JUGEMENT DU 19 MARS 2015
En la cause de :
M. e. RO., né le 29 mars 1972 à Sydney (Australie), de nationalité australienne, sans profession, demeurant X à Monaco,
DEMANDEUR, ayant élu domicile en l'étude de Maître Thomas GIACCARDI, avocat-défenseur près la Cour d'appel de Monaco et substitué par Maître Xavier-Alexandre BOYER, avocat stagiaire en cette même Cour,
d'une part ;
Contre :
La Société Anonyme Monégasque A., dont le siège est sis X1 à Monaco, prise en la personne de son Administrateur délégué en exercice, demeurant en cette qualité audit siège,
DÉFENDERESSE, ayant élu domicile en l'étude de Maître Richard MULLOT, avocat-défenseur près la Cour d'appel de Monaco et plaidant par ledit avocat-défenseur,
d'autre part ;
LE TRIBUNAL,
Vu l'exploit de saisie-arrêt, d'assignation et d'injonction du ministère de Maître Marie-Thérèse ESCAUT-MARQUET, huissier, en date du 28 mai 2013, enregistré (n° 2013/000538) ;
Vu la déclaration originaire, de l'établissement bancaire dénommé SAM D., tiers-saisi, contenue dans ledit exploit ;
Vu la déclaration complémentaire formulée par l'établissement bancaire SAM D., par courrier en date du 5 juin 2013 ;
Vu les conclusions de Maître Richard MULLOT, avocat-défenseur, au nom de la SAM A., en date des 9 octobre 2013, 14 avril 2014 et 10 décembre 2014 ;
Vu les conclusions de Maître Thomas GIACCARDI, avocat-défenseur, au nom d e.
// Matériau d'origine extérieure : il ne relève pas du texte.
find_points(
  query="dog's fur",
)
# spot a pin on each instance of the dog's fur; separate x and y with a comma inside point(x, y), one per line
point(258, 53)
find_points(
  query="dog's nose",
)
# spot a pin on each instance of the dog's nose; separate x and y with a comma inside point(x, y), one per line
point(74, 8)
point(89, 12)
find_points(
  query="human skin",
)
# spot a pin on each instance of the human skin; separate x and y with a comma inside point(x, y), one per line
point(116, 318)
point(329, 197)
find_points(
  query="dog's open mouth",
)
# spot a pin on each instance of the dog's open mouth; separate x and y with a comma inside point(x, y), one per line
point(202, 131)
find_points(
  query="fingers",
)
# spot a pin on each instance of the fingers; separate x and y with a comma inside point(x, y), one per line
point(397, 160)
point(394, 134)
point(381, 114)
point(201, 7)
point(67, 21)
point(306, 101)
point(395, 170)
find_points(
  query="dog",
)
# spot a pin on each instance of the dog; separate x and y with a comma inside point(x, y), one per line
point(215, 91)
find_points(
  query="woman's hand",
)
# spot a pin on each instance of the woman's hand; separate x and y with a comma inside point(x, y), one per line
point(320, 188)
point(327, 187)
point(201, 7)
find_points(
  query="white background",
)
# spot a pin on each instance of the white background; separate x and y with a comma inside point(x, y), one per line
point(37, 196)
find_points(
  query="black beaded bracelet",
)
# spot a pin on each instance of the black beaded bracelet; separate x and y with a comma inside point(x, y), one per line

RO., en date des 15 janvier 2014 et 8 octobre 2014 ;
À l'audience publique du 5 février 2015, les conseils des parties ont été entendus en leurs plaidoiries et le jugement a été mis en délibéré pour être prononcé ce jour 19 mars 2015 ;
CONSIDÉRANT LES FAITS SUIVANTS :
Aux termes d'un contrat en date du 11 décembre 2009, e. RO. a commandé à la société F., moyennant le prix TTC de 1.188.258 euros, un yacht de type X que cette dernière avait elle-même acquis par le biais d'un contrat de leasing souscrit auprès de la société B.
Des travaux de rénovation devaient être réalisés par la société C. sur le bateau dont la livraison avait initialement été fixée au 3 mai 2010. Par avenant du 3 mai 2010, la date de livraison prévue était reportée au 31 mai 2010.
Le 21 septembre 2010 le navire a été saisi par la société B.
Le 11 novembre 2010 un protocole d'accord a été conclu entre la SAM A., la société de droit italien F. et e. RO. aux termes duquel :
- le contrat initial du 11 décembre 2009 a été résilié ;
- e. RO. se voyait allouer, d'une part une somme de 145.000 euros à titre de dommages et intérêts pour la résiliation du contrat de vente et d'autre part une somme de 80.000 euros à titre d'indemnité pour dépréciation, à condition que la société B. lui cède le bateau.
Par contrat en date du 9 décembre 2010 la société B. a cédé le bateau à e. RO.
Selon contrat en date du 26 janvier 2011 e. RO. a chargé la SAM A. de procéder à des travaux de rénovation du bateau dont il était devenu propriétaire, la date de livraison étant fixée au 3 mai 2011.
Ce contrat comporte en son article 5 une clause pénale stipulant une indemnité de retard journalière de 3.000 euros au-delà du 20ème jour suivant le 3 mai 2011, soit à compter du 24 mai 2011 et prévoyant en outre que le chèque d'un montant de 500.000 euros prévu à titre de garantie par le protocole d'accord du 11 novembre 2010 pourrait être encaissé par M. e. RO. pour couvrir le montant des sommes dues au titre de la clause pénale.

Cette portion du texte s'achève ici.